Wising Up To Food Waste

By Johanna Cano, posted Apr 21, 2023
Kitchen solution: Rachelle McCray presented her startup, Wisely Inc., during a session at Venture Connect 2023. The company aims to help consumers keep track of their leftover food. (Photo c/o Wisely INC.)

Rachelle McCray’s various former roles, from Miss Arizona to NFL cheerleader to host of a QVC show, have set her up for her newest endeavor as the founder of a startup tackling food waste.

The Phoenix, Arizona, native and Wilmington resident founded Wisely Inc. in 2021. The company’s origin comes from what she describes as a problem in her kitchen prompting her to seek a solution.

“I had just gotten married, and I was only cooking for two people. I found that I would go to the grocery store, and I would come home with the same items I already had. Things were getting shoved in the back of the fridge, and I couldn’t remember when we put away the leftovers,” McCray said. “I was frustrated because I don’t like throwing food away. It stresses me out. It makes me feel guilty; it also makes me feel like I’m wasting money, time and energy.”

That’s when she started searching for a way to track her leftovers.

“When I went looking for a way to track my leftovers, there wasn’t a good solution available,” she said. “So, I went to work on trying to figure out how and what made sense.”

Wisely creates a smart, food storage container system with the goal of reducing food waste. The first iteration of the product is aimed at helping consumers track their perishables and their dietary habits.

What makes the containers “smart” is the use of hardware, software and IoT sensors.

“We have a smart storage container that you can use in your kitchen to track the time your leftovers have been stored. We also took our product one step further by adding a software product, known as our companion app, which enables users to see what’s going on with their leftovers when they’re not in the kitchen,” McCray said. “And then we have the IoT sensors that are helping us track what’s actually going on inside of your storage container.”

One key issue Wisely helps solve is the lack of knowledge people have of what is in their fridge and when leftovers were placed there. McCray said this often leads people to not eat leftovers before they go bad or throw away food that is still safe to eat.

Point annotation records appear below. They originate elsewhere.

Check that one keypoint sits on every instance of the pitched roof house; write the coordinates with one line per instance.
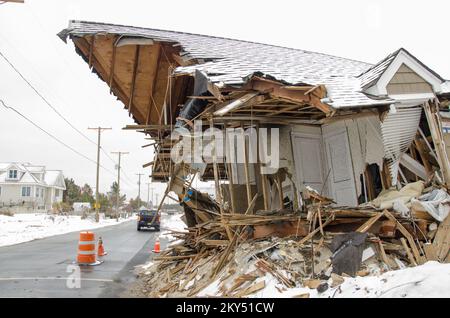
(30, 187)
(346, 128)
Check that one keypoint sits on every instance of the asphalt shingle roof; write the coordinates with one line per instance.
(230, 61)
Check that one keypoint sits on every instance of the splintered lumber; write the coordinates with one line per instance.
(401, 228)
(270, 268)
(434, 123)
(252, 289)
(235, 104)
(441, 241)
(366, 226)
(408, 251)
(310, 235)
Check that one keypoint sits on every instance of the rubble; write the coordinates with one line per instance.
(203, 260)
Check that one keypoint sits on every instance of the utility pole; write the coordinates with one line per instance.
(120, 153)
(139, 185)
(97, 202)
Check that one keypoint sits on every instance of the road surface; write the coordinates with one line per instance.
(40, 268)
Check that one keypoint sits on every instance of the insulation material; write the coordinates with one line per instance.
(398, 130)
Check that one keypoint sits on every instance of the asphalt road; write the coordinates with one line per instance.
(41, 268)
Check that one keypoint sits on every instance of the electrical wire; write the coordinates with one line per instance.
(47, 133)
(61, 116)
(44, 99)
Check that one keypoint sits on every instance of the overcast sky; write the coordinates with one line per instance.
(361, 30)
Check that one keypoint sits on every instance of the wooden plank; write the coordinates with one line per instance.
(435, 126)
(408, 236)
(430, 252)
(91, 50)
(441, 241)
(100, 66)
(414, 166)
(235, 104)
(408, 251)
(133, 81)
(246, 171)
(366, 226)
(383, 254)
(310, 235)
(113, 64)
(154, 77)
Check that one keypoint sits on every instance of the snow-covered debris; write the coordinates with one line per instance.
(30, 226)
(172, 222)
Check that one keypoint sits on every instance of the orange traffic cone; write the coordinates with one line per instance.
(157, 247)
(101, 250)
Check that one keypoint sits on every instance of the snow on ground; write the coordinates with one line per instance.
(172, 222)
(431, 279)
(30, 226)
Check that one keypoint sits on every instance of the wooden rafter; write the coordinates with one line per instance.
(91, 50)
(83, 45)
(113, 64)
(151, 102)
(279, 91)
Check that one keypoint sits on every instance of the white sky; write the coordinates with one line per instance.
(362, 30)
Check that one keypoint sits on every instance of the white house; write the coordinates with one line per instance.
(30, 187)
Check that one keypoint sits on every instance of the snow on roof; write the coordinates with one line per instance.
(231, 62)
(371, 76)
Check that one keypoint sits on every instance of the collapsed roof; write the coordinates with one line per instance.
(144, 60)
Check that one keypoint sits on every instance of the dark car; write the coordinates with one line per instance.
(148, 219)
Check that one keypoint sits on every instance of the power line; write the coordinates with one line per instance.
(47, 133)
(44, 99)
(54, 137)
(61, 116)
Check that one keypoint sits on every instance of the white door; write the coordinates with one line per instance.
(340, 178)
(308, 158)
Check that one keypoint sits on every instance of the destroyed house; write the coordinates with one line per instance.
(347, 129)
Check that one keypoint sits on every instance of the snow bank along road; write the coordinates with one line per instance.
(40, 268)
(30, 226)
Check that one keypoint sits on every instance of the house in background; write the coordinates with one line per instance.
(27, 187)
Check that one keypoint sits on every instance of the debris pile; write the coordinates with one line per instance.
(230, 254)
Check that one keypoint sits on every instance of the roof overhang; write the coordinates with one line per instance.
(403, 57)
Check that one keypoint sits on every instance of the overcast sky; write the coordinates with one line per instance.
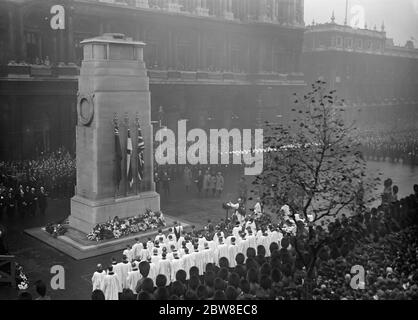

“We’re going to help save you money so you're not going to the store more than needed and spending more money on groceries when you can eat what is in your fridge,” she said. “We’re going to help you so that you have visibility not only in your kitchen but also when you’re away from home.”

By helping reduce food waste, Wisely also tackles environmental issues that come with waste, including greenhouse gas emissions.

According to the 2020 article “Estimating Food Waste as Household Production Inefficiency,” published in the American Journal of Agricultural Economics, the average U.S. household wastes 32% of the food it buys, a loss of about $240 billion a year.

Discarded food not only undermines the producing, processing, transporting, preparing and storing that was required for food to reach homes – contributing to greenhouse gas emissions – it generates methane when it ends up in landfills, according to an article by the U.S. Department of Agriculture.

For this impact, Wisely has received Small Business Innovation Research (SBIR) Phase I funding through the Environmental Protection Agency. The startup is in the middle of phase I, which provides proof of concept for a startup’s technology. After completing this phase, Wisely is eligible for phase II, which is aimed at helping develop and commercialize the technology.

As an SBIR recipient, the company received a matching grant from the N.C. Department of Commerce. Most recently, the company was announced as a recipient of the ReFED Catalytic Grant Fund, an initiative providing nonprofit and for-profit organizations with investments to “de-risk and scale high-impact solutions to food waste.”

McCray has participated in the U.S. National Science Foundation’s Innovation Corps entrepreneurial training program, which she said looked at consumers, something she gained experience at QVC.

“I got to see how many different types of consumer products work, why as consumers, we choose to use some of the things we do, and why we buy what we buy. And I was able to take a lot of what I learned and apply that to being a founder of a consumer product company,” she said.

The patent-pending storage system is slated to be available for preorder to consumers starting in January 2024 with products arriving in early spring of that year. Currently, the company is working with a beta version and on user studies.

While this first product tackles food waste at home, McCray has plans to develop an agricultural application to track food waste on farms.

After years of research and development, she is looking forward to getting the products into the hands of consumers.

“I think the greatest joy for me,” McCray said, “is going to be actually shipping the final product and sending them to each customer that wants to try our innovation for the very first time.”